Pulse compression techniques are widely used in modern radar systems to enhance range resolution and detection capability. As signal design is one of the basic factors of an efficient radar system, the problem of designing a radar signal with good characteristics using pulse compression is addressed in this paper. A linear frequency modulated (LFM) waveform has been widely used for conventional radars. However, it has a higher sidelobe level which makes the detection of weak targets very difficult in presence of strong targets returns and as a result the problem of masking occurs. In order to get suppressed sidelobes of radar matched filter output as well as preserve the main lobe resolution and level to overcome the problem of masking, nonlinear frequency modulated (NLFM) signals are used in modern radars. In this paper, we will introduce two different approaches to design an optimized NLFM signal which is characterized by optimized sidelobe level (SLL). The first is the exponential piecewise linear function (EPWL) which is the modification of piecewise linear (PWL) functions relying on an exponential predistortioning function. The second is the odd-term polynomial approximation (OTPA) in which the generation of NLFM signal depends only on odd-powered terms of the polynomial function. Furthermore, the simulation results of autocorrelation functions (ACF) of the proposed signals show its superiority over the traditional LFM signals and significantly enhancement compared to the recent background work.
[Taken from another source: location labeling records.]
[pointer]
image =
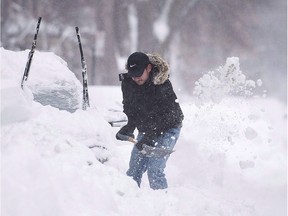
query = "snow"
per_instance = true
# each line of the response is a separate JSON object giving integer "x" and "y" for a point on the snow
{"x": 230, "y": 158}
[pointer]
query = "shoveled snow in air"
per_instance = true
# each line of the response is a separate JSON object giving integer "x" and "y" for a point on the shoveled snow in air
{"x": 59, "y": 160}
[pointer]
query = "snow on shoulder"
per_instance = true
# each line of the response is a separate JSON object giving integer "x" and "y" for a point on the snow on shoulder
{"x": 226, "y": 80}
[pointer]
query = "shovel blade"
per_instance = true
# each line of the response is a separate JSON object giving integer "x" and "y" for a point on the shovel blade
{"x": 156, "y": 152}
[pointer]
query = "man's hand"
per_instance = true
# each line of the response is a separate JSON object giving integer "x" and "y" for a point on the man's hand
{"x": 124, "y": 133}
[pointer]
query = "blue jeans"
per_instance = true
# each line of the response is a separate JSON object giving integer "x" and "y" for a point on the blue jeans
{"x": 154, "y": 166}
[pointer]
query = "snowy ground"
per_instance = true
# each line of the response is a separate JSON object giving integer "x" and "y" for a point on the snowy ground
{"x": 230, "y": 160}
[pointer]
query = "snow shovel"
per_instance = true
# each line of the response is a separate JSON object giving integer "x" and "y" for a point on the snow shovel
{"x": 149, "y": 151}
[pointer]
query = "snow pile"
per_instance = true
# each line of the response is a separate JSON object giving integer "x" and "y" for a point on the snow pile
{"x": 226, "y": 80}
{"x": 230, "y": 158}
{"x": 51, "y": 82}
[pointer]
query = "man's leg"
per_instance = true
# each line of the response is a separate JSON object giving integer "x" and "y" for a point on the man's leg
{"x": 138, "y": 164}
{"x": 156, "y": 165}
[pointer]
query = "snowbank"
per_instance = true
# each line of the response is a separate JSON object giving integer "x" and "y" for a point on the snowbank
{"x": 229, "y": 160}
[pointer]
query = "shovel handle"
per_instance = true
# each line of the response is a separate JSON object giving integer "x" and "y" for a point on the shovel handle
{"x": 127, "y": 138}
{"x": 131, "y": 139}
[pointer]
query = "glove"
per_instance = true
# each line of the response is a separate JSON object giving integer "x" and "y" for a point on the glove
{"x": 126, "y": 131}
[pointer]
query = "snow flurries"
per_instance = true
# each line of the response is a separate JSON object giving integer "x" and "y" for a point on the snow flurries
{"x": 59, "y": 160}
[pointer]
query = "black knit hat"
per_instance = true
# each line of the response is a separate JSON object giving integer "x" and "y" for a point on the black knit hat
{"x": 136, "y": 64}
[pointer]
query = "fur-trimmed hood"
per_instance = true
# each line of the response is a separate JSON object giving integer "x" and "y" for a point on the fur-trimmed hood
{"x": 161, "y": 74}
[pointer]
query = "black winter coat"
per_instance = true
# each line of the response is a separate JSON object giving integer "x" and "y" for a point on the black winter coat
{"x": 152, "y": 108}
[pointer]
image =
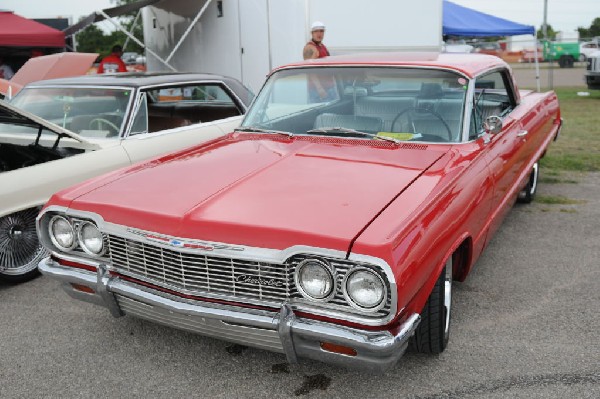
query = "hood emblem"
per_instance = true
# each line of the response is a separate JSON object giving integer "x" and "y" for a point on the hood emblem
{"x": 180, "y": 243}
{"x": 256, "y": 280}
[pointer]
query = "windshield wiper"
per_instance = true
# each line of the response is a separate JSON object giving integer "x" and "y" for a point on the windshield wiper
{"x": 251, "y": 129}
{"x": 352, "y": 132}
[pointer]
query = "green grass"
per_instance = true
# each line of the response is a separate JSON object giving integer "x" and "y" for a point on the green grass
{"x": 578, "y": 147}
{"x": 557, "y": 200}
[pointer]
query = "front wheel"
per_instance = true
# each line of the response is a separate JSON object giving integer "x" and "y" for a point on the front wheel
{"x": 528, "y": 193}
{"x": 433, "y": 333}
{"x": 20, "y": 248}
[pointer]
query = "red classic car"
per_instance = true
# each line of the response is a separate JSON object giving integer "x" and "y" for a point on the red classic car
{"x": 331, "y": 224}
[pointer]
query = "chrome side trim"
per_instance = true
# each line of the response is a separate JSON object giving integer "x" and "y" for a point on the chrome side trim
{"x": 246, "y": 253}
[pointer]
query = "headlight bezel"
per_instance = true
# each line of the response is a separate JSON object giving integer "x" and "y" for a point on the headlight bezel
{"x": 328, "y": 268}
{"x": 352, "y": 302}
{"x": 81, "y": 242}
{"x": 52, "y": 237}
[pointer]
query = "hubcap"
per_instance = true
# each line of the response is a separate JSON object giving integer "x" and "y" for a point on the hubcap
{"x": 20, "y": 249}
{"x": 448, "y": 294}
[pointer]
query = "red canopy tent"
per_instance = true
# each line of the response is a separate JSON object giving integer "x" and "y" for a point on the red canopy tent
{"x": 16, "y": 31}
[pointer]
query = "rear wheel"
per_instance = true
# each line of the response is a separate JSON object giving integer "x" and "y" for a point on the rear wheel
{"x": 433, "y": 333}
{"x": 20, "y": 248}
{"x": 528, "y": 193}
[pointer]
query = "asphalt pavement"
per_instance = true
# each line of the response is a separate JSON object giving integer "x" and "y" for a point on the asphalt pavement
{"x": 525, "y": 324}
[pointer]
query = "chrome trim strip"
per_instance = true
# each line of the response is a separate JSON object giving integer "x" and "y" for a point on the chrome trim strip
{"x": 247, "y": 253}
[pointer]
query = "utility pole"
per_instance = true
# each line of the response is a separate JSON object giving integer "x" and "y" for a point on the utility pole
{"x": 545, "y": 23}
{"x": 547, "y": 46}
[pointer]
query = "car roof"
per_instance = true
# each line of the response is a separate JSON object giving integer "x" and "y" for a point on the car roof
{"x": 470, "y": 64}
{"x": 132, "y": 79}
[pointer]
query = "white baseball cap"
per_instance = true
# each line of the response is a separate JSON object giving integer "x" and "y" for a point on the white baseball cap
{"x": 317, "y": 25}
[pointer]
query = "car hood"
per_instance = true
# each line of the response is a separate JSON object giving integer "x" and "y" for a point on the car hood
{"x": 260, "y": 191}
{"x": 12, "y": 115}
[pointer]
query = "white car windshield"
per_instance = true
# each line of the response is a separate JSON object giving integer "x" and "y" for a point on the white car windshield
{"x": 406, "y": 104}
{"x": 89, "y": 112}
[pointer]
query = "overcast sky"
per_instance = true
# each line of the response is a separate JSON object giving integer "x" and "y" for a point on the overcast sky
{"x": 564, "y": 15}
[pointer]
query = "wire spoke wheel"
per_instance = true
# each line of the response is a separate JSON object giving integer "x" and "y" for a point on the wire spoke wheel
{"x": 20, "y": 248}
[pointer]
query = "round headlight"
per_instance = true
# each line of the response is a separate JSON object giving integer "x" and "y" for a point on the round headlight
{"x": 62, "y": 234}
{"x": 90, "y": 239}
{"x": 365, "y": 290}
{"x": 315, "y": 280}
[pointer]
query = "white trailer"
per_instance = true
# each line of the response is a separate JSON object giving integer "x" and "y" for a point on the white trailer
{"x": 245, "y": 39}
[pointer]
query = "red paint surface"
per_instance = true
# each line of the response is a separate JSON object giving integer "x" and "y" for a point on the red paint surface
{"x": 410, "y": 207}
{"x": 275, "y": 194}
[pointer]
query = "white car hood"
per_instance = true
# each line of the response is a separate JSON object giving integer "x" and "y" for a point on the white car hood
{"x": 13, "y": 115}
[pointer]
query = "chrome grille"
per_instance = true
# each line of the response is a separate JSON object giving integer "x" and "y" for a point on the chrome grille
{"x": 198, "y": 274}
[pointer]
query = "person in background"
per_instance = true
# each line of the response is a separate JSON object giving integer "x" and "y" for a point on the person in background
{"x": 315, "y": 47}
{"x": 6, "y": 71}
{"x": 320, "y": 88}
{"x": 113, "y": 63}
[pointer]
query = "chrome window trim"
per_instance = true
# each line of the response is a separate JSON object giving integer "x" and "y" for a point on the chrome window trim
{"x": 145, "y": 136}
{"x": 124, "y": 123}
{"x": 236, "y": 100}
{"x": 247, "y": 253}
{"x": 385, "y": 66}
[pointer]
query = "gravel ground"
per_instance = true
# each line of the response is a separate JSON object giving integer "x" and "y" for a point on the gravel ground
{"x": 525, "y": 324}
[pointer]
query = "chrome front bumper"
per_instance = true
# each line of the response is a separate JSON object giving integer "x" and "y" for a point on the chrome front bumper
{"x": 279, "y": 331}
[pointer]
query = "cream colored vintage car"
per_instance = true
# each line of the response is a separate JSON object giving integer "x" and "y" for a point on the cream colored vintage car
{"x": 57, "y": 133}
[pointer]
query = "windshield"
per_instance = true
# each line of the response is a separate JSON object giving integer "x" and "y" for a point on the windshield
{"x": 89, "y": 112}
{"x": 405, "y": 104}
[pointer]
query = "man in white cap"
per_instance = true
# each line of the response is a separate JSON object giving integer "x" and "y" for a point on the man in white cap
{"x": 315, "y": 48}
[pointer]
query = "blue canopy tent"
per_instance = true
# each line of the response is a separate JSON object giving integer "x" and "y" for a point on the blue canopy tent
{"x": 462, "y": 21}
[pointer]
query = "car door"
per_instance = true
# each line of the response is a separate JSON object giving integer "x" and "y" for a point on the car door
{"x": 494, "y": 96}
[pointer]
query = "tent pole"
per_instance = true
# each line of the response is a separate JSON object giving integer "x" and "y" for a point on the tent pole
{"x": 188, "y": 30}
{"x": 132, "y": 28}
{"x": 135, "y": 39}
{"x": 537, "y": 63}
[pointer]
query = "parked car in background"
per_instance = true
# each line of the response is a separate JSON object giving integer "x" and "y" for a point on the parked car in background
{"x": 56, "y": 133}
{"x": 490, "y": 48}
{"x": 586, "y": 49}
{"x": 331, "y": 224}
{"x": 130, "y": 58}
{"x": 457, "y": 46}
{"x": 592, "y": 72}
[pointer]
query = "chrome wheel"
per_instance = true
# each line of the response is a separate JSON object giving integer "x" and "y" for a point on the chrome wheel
{"x": 20, "y": 249}
{"x": 447, "y": 297}
{"x": 528, "y": 193}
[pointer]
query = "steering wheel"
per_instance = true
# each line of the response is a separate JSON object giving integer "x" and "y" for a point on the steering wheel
{"x": 101, "y": 121}
{"x": 422, "y": 109}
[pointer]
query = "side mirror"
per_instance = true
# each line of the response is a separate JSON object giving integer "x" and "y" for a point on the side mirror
{"x": 492, "y": 124}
The Doppler sensitivity of the designed signals has been evaluated, revealing that the first approach offers Doppler tolerance and is suitable for surveillance radar systems, while the second approach with a lower sidelobe level is used in applications such as Synthetic Aperture Radar (SAR). Finally, the ambiguity function of the designed signals has been measured to illustrate the effect of the Doppler effect relative to different velocities.